ADB Turunkan Proyeksi Pertumbuhan Ekonomi Asia

Foto: bloomberg.com

Jakarta, Sayangi.com – Asian Development Bank (ADB) menurunkan proyeksi pertumbuhan ekonomi negara-negara Asia tahun ini menjadi 6,3 persen pada 2013 dan 6,4 persen pada 2014. Padahal pada April lalu, ADB diproyeksi tumbuh masing-masing 6,6 persen dan 6,7 persen.

Penurunan ini menyusul proyeksi pertumbuhan Cina yang juga turun sehingga berdampak pada melambatnya aktivitas ekonomi di berbagai negara di kawasan tersebut.

“Penurunan dalam perdagangan dan penarikan investasi adalah bagian dari jalur pertumbuhan yang lebih seimbang untuk rakyat Cina, dan efek pukulan dari lambatnya laju pertumbuhan ekonomi tentu menjadi kekhawatiran di negaranya,” kata Kepala Ekonom ADB Changyong Rhee dalam laporan ADB seperti dilansir situs Kementerian Keuangan, Rabu (17/7/2013)

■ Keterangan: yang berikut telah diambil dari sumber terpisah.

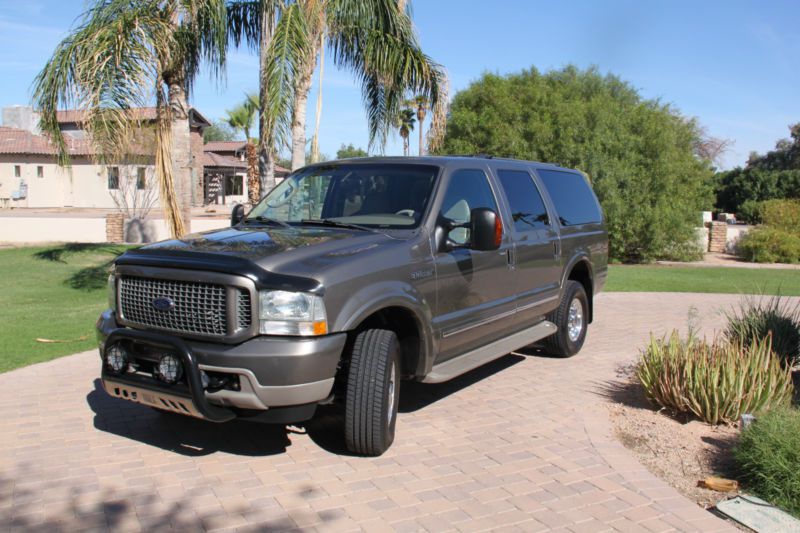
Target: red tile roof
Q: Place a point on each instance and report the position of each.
(15, 141)
(223, 146)
(68, 116)
(210, 159)
(76, 115)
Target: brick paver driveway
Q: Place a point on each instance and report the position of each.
(522, 444)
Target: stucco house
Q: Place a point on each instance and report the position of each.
(30, 176)
(226, 172)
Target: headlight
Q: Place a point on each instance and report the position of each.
(291, 313)
(112, 292)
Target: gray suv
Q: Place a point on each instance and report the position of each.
(349, 277)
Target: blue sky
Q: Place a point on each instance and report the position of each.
(734, 65)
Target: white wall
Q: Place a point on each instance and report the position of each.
(84, 184)
(33, 230)
(42, 229)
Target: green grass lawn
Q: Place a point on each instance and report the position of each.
(57, 292)
(656, 278)
(53, 292)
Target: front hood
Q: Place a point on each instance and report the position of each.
(276, 249)
(252, 243)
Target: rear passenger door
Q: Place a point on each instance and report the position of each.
(535, 256)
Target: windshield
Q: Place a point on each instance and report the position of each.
(372, 195)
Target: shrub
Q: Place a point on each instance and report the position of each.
(717, 382)
(768, 458)
(639, 153)
(768, 245)
(750, 212)
(781, 214)
(756, 318)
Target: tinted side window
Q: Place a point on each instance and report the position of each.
(572, 196)
(468, 189)
(527, 207)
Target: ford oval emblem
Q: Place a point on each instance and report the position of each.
(163, 303)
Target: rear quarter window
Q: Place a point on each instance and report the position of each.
(572, 196)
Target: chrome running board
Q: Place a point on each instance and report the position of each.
(464, 363)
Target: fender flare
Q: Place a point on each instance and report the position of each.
(373, 298)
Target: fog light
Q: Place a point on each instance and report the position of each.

Prediksi pertumbuhan Cina turun sebesar 0,5 persen menjadi 7,7 persen dan 7,5 persen masing-masing pada 2013 dan 2014. Proyeksi tersebut merupakan hasil dari data perlambatan pertumbuhan investasi pada Mei di Cina. Prediksi ini bisa lebih rendah mengingat lembaga-lembaga keuangan enggan mengambil risiko menyusul turbulensi di pasar uang antar bank dalam negeri.

Cina melaporkan laju pertumbuhan Produk Domestik Brutonya (PDB) melambat menjadi 7,5 persen pada periode April hingga Juni, kuartal ke-9 dari 10 kuartal terakhir yang mana perluasan bisnisnya melemah. Dengan turunnya jumlah permintaan dari Cina, menjadi alasan utama penurunan proyeksi pertumbuhan ekonomi Asia Tenggara.